Stopping and Resuming Tune Trials

Ray Tune periodically checkpoints the experiment state so that it can be restarted when it fails or stops. The checkpointing period is dynamically adjusted so that at least 95% of the time is used for handling training results and scheduling.

If you send a SIGINT signal to the process running tune.run() (which is usually what happens when you press Ctrl+C in the console), Ray Tune shuts down training gracefully and saves a final experiment-level checkpoint.

How to resume a Tune run?

If you’ve stopped a run and and want to resume from where you left off, you can then call tune.run() with resume=True like this:

tune.run(
    train,
    # other configuration
    name="my_experiment",
    resume=True
)

You will have to pass a name if you are using resume=True so that Ray Tune can detect the experiment folder (which is usually stored at e.g. ~/ray_results/my_experiment). If you forgot to pass a name in the first call, you can still pass the name when you resume the run. Please note that in this case it is likely that your experiment name has a date suffix, so if you ran tune.run(my_trainable), the name might look like something like this: my_trainable_2021-01-29_10-16-44.

You can see which name you need to pass by taking a look at the results table of your original tuning run:

== Status ==
Memory usage on this node: 11.0/16.0 GiB
Using FIFO scheduling algorithm.
Resources requested: 1/16 CPUs, 0/0 GPUs, 0.0/4.69 GiB heap, 0.0/1.61 GiB objects
Result logdir: /Users/ray/ray_results/my_trainable_2021-01-29_10-16-44
Number of trials: 1/1 (1 RUNNING)

Another useful option to know about is resume="AUTO", which will attempt to resume the experiment if possible, and otherwise will start a new experiment. For more details and other options for resume, see the Tune run API documentation.

How to stop Tune runs programmatically?

We’ve just covered the case in which you manually interrupt a Tune run. But you can also control when trials are stopped early by passing the stop argument to tune.run. This argument takes, a dictionary, a function, or a Stopper class as an argument.

If a dictionary is passed in, the keys may be any field in the return result of tune.report in the Function API or step() (including the results from step and auto-filled metrics).

Stopping with a dictionary

In the example below, each trial will be stopped either when it completes 10 iterations or when it reaches a mean accuracy of 0.98. These metrics are assumed to be increasing.

# training_iteration is an auto-filled metric by Tune.
tune.run(
    my_trainable,
    stop={"training_iteration": 10, "mean_accuracy": 0.98}
)

Stopping with a function

For more flexibility, you can pass in a function instead. If a function is passed in, it must take (trial_id, result) as arguments and return a boolean (True if trial should be stopped and False otherwise).
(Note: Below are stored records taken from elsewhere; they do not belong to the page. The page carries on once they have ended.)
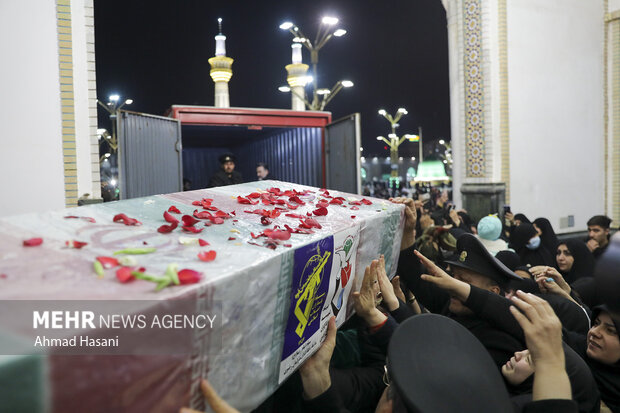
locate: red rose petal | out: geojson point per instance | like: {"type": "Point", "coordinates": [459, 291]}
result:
{"type": "Point", "coordinates": [320, 211]}
{"type": "Point", "coordinates": [202, 214]}
{"type": "Point", "coordinates": [294, 216]}
{"type": "Point", "coordinates": [187, 276]}
{"type": "Point", "coordinates": [247, 201]}
{"type": "Point", "coordinates": [207, 256]}
{"type": "Point", "coordinates": [123, 274]}
{"type": "Point", "coordinates": [79, 244]}
{"type": "Point", "coordinates": [169, 218]}
{"type": "Point", "coordinates": [277, 234]}
{"type": "Point", "coordinates": [33, 242]}
{"type": "Point", "coordinates": [189, 220]}
{"type": "Point", "coordinates": [126, 220]}
{"type": "Point", "coordinates": [165, 229]}
{"type": "Point", "coordinates": [312, 223]}
{"type": "Point", "coordinates": [297, 200]}
{"type": "Point", "coordinates": [192, 229]}
{"type": "Point", "coordinates": [108, 262]}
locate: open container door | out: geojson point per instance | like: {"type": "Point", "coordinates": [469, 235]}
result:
{"type": "Point", "coordinates": [342, 154]}
{"type": "Point", "coordinates": [150, 160]}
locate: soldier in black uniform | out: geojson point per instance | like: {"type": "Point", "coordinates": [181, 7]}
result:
{"type": "Point", "coordinates": [227, 175]}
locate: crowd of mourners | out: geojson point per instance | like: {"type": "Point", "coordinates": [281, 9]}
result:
{"type": "Point", "coordinates": [494, 316]}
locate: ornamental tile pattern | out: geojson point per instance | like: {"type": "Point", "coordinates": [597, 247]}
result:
{"type": "Point", "coordinates": [474, 101]}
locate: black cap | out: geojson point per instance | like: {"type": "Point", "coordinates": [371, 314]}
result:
{"type": "Point", "coordinates": [472, 255]}
{"type": "Point", "coordinates": [227, 157]}
{"type": "Point", "coordinates": [509, 258]}
{"type": "Point", "coordinates": [437, 365]}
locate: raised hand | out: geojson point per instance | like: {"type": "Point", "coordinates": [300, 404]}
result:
{"type": "Point", "coordinates": [365, 300]}
{"type": "Point", "coordinates": [592, 245]}
{"type": "Point", "coordinates": [315, 371]}
{"type": "Point", "coordinates": [387, 289]}
{"type": "Point", "coordinates": [411, 218]}
{"type": "Point", "coordinates": [441, 279]}
{"type": "Point", "coordinates": [542, 271]}
{"type": "Point", "coordinates": [543, 336]}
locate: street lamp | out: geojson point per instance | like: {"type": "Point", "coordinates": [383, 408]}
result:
{"type": "Point", "coordinates": [296, 71]}
{"type": "Point", "coordinates": [114, 109]}
{"type": "Point", "coordinates": [394, 141]}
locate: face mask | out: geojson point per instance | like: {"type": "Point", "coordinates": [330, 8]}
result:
{"type": "Point", "coordinates": [534, 243]}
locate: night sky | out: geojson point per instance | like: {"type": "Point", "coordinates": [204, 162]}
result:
{"type": "Point", "coordinates": [396, 53]}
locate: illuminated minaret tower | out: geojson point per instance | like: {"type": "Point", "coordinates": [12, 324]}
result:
{"type": "Point", "coordinates": [221, 70]}
{"type": "Point", "coordinates": [297, 78]}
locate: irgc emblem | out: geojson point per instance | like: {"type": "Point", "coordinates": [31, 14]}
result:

def stopper(trial_id, result):
    return result["mean_accuracy"] / result["training_iteration"] > 5

tune.run(my_trainable, stop=stopper)

Stopping with a class

Finally, you can implement the Stopper abstract class for stopping entire experiments. For example, the following example stops all trials after the criteria is fulfilled by any individual trial, and prevents new ones from starting:

from ray.tune import Stopper

class CustomStopper(Stopper):
    def __init__(self):
        self.should_stop = False

    def __call__(self, trial_id, result):
        if not self.should_stop and result['foo'] > 10:
            self.should_stop = True
        return self.should_stop

    def stop_all(self):
        """Returns whether to stop trials and prevent new ones from starting."""
        return self.should_stop

stopper = CustomStopper()
tune.run(my_trainable, stop=stopper)

Note that in the above example the currently running trials will not stop immediately but will do so once their current iterations are complete.

Ray Tune comes with a set of out-of-the-box stopper classes. See the Stopper documentation.

Stopping after the first failure

By default, tune.run will continue executing until all trials have terminated or errored. To stop the entire Tune run as soon as any trial errors:

tune.run(trainable, fail_fast=True)

This is useful when you are trying to setup a large hyperparameter experiment.